New Study by Professor Kelman Finds Lower Levels of Anti-Semitism at U.S. Universities

In recent years, there has been a widespread sense that college campuses have become increasingly tolerant of antisemitism and anti-Israel sentiment.

A research team from the Concentration in Education and Jewish Studies at the Graduate School of Education, led by Taube Center for Jewish Studies Director Ari Y. Kelman, set out to ask Jewish students at five Californai university campuses how they experience everyday life, whether they feel they are under attack or if their campuses are "hotspots of antisemitism," as some reports have claimed.

Contrary to widely shared impressions, the team found "a picture of campus life that is neither threatening nor alarmist.

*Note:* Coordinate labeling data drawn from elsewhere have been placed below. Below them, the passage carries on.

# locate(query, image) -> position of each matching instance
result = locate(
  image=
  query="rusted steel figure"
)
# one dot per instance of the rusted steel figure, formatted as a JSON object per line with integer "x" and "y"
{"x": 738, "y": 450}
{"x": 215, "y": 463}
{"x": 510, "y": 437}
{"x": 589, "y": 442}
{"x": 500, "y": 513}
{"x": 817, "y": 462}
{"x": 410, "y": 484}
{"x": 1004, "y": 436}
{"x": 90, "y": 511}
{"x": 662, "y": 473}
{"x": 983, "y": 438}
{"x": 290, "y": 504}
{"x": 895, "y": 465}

In general, students reported feeling comfortable on their campuses, and, more specifically, comfortable as Jews on their campuses."

Interviewees reported low levels of antisemitism or discomfort, but did encounter discomfort particlarly from tensions within campus debates about the Israel-Palestine conflict, which they characterized as "strident, inflammatory, and divisive."

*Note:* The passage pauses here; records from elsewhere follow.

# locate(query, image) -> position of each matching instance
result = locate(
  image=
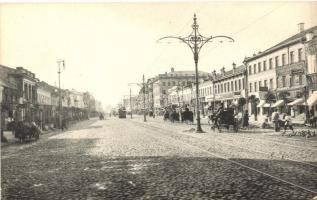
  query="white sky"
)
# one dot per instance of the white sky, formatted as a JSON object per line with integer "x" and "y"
{"x": 106, "y": 46}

Based on interviews with 66 undergraduate students at five California universities, the report, entitled "Safe and on the Sidelines: Jewish Students and the Israel-Palestine Conflict on Campus," finds:

  • Students feel safe on campus.
  • Students reject the conflation of Jewish and Israel.
  • Students struggle with Israel, and many feel an affinity to Israel, which they carry from their childhoods, but they also readily acknowledge that Israel's politics and policies generally often contradict their own political values.
  • Students find the tone of campus political activism in general, and around Israel and Palestine specifically, to be severe, divisive, and alienating.
  • Students who wish to speak up often opt out, choosing silence and avoidance over direct engagement in a political arena that they find off-putting and unproductive.
  • Students avoid conflict by avowing ignorance.
  • The persistence of internal conflicts, the tenor of campus debate, and the expectations about what others think students should feel and how they should identify often result in student disengagement from both political discourse and from the campus Jewish community.